L’emploi est-il en voie de disparition?

Quel sera l’impact de l’automatisation, du big data, et de l’intelligence artificielle, ce que l’on nomme désormais la “quatrième révolution industrielle” sur le niveau de l’emploi? se demande Jean-Marc Vittori dans le journal économique français Les Echos. Il rappelle que la destruction des emplois classiques à laquelle nous assistons aujourd’hui avait été anticipée de longue date:

  • Dans les années 1930, l’économiste américain John Maynard Keynes avait prédit que le progrès technique favoriserait l’apparition d’un “chômage technologique”, parce qu’il dégagerait plus de gains de productivité que la main d’oeuvre humaine.
  • En 1961, au terme d’une enquête, le magazine américain Time avait aussi conclu que la substitution des travailleurs par des machines de plus en plus performantes provoquerait non seulement une destruction des emplois existants, mais qu’elle inhiberait également la création de nouveaux emplois.
  • En 2013, deux chercheurs d’Oxford avaient affirmé que 47% des emplois d’aujourd’hui pourraient être automatisés au cours des deux prochaines décennies aux Etats Unis. Une modélisation similaire aboutit à une proportion de 42% pour la France, 63% pour la Croatie, 69% pour l’Inde, 77% pour la Chine, et, pire, 85% pour l’Ethiopie.

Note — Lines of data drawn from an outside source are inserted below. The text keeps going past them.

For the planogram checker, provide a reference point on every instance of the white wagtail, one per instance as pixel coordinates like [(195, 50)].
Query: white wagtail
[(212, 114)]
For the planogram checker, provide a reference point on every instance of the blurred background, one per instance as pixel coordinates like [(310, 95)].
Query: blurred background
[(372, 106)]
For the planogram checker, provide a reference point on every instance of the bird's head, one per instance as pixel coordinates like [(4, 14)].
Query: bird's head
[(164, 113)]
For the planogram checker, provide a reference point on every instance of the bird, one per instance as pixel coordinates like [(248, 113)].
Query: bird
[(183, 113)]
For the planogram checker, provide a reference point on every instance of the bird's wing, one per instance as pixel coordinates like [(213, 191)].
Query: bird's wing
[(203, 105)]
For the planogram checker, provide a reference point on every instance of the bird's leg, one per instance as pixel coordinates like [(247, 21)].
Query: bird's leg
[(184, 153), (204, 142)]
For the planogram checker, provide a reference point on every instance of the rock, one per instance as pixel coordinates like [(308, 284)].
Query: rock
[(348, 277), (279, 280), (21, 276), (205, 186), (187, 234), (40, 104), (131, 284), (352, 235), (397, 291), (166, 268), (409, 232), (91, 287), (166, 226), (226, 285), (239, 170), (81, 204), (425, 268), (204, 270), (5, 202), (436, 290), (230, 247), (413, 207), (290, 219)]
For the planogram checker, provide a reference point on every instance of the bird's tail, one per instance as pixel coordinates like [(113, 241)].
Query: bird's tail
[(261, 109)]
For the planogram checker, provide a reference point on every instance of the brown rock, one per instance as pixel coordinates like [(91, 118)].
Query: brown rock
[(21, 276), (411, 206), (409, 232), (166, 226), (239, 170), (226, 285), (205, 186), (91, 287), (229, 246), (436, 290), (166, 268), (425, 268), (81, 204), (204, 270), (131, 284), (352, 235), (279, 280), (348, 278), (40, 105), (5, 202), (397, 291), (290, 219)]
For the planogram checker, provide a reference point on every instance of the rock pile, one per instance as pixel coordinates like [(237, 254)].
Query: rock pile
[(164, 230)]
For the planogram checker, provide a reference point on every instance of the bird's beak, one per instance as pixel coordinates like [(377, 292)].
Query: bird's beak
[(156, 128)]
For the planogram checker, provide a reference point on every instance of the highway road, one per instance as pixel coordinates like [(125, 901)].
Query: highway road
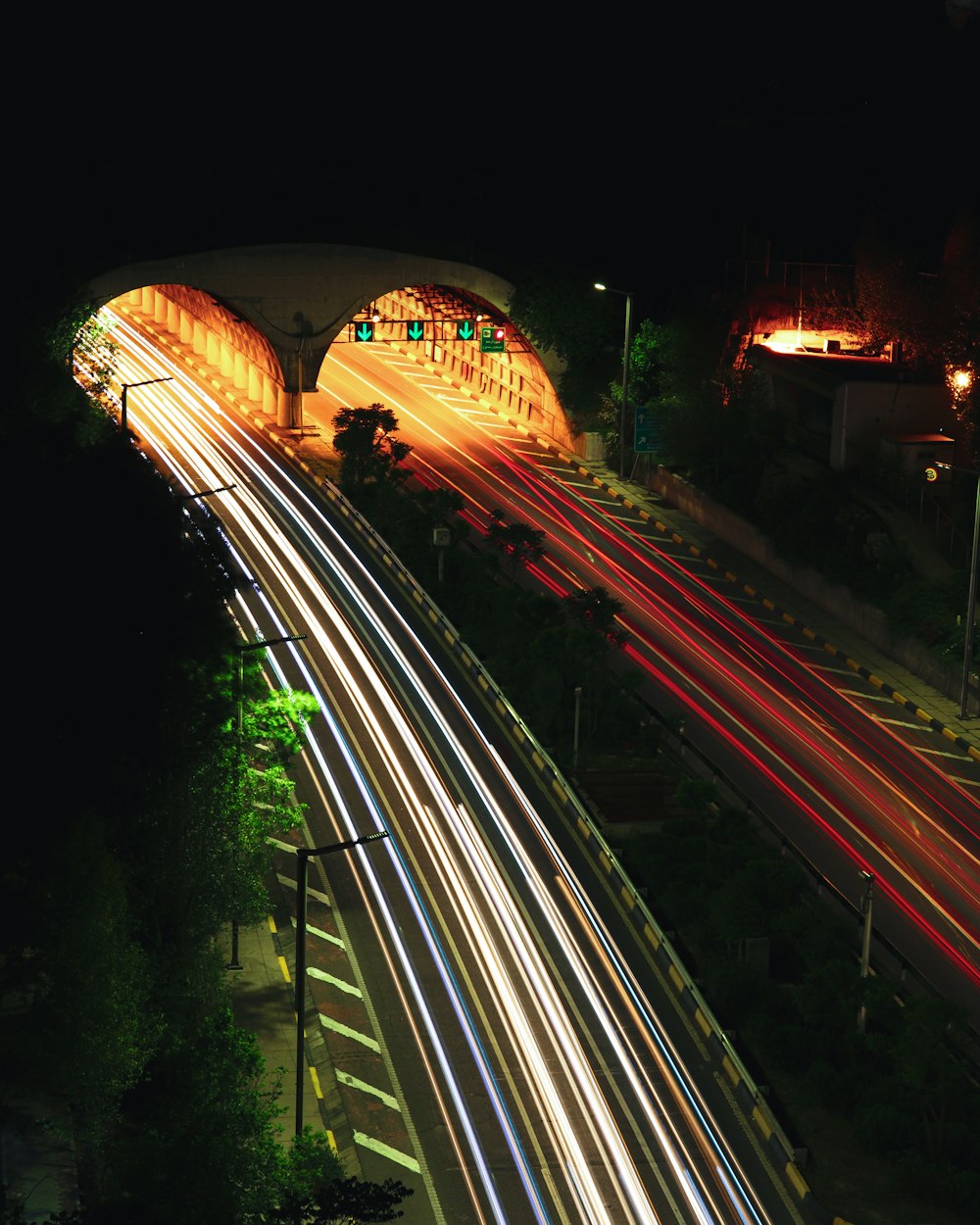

Une révolution industrielle… sans création massive d’emplois

Trepalium, une série de la chaîne de télévision Arte, dépeint un monde où seuls, 20% de privilégiés ont un emploi. Ils doivent donc vivre dans un univers clos par une enceinte pour se protéger de la masse de chômeurs faméliques et désespérés.[youtube https://www.youtube.com/watch?v=jKHz5RLLjUw]Cette année,  la Banque mondiale a publié un rapport au cours du Forum économique de Davos dans lequel elle évoque l’émergence d’une nouvelle élite, formée des travailleurs des métiers créatifs. Les économistes pensent que cette révolution industrielle, contrairement aux autres, pourrait ne pas être créatrice d’emploi, pour 3 raisons:

  • Les évolution s’accélèrent, et désormais, les innovations et la robotisation se généralisent en un clin d’oeil. Les achats de robots industriels progressent maintenant au rythme de 17% (3% avant 2008).
  • Ces nouvelles technologies sont transposables à l’ensemble des secteurs économiques.
  • Seuls, quelques initiés profiteront de cette évolution.

Mais on peut aussi rester optimiste et croire que la théorie de l’économiste libéral français du XIXe siècle Frédéric Bastiat est encore valide: il est facile de penser aux emplois condamnés, mais il est impossible d’imaginer ceux qui seront créés par ces nouvelles technologies, parce qu’il ne ressembleront probablement pas aux métiers d’aujourd’hui.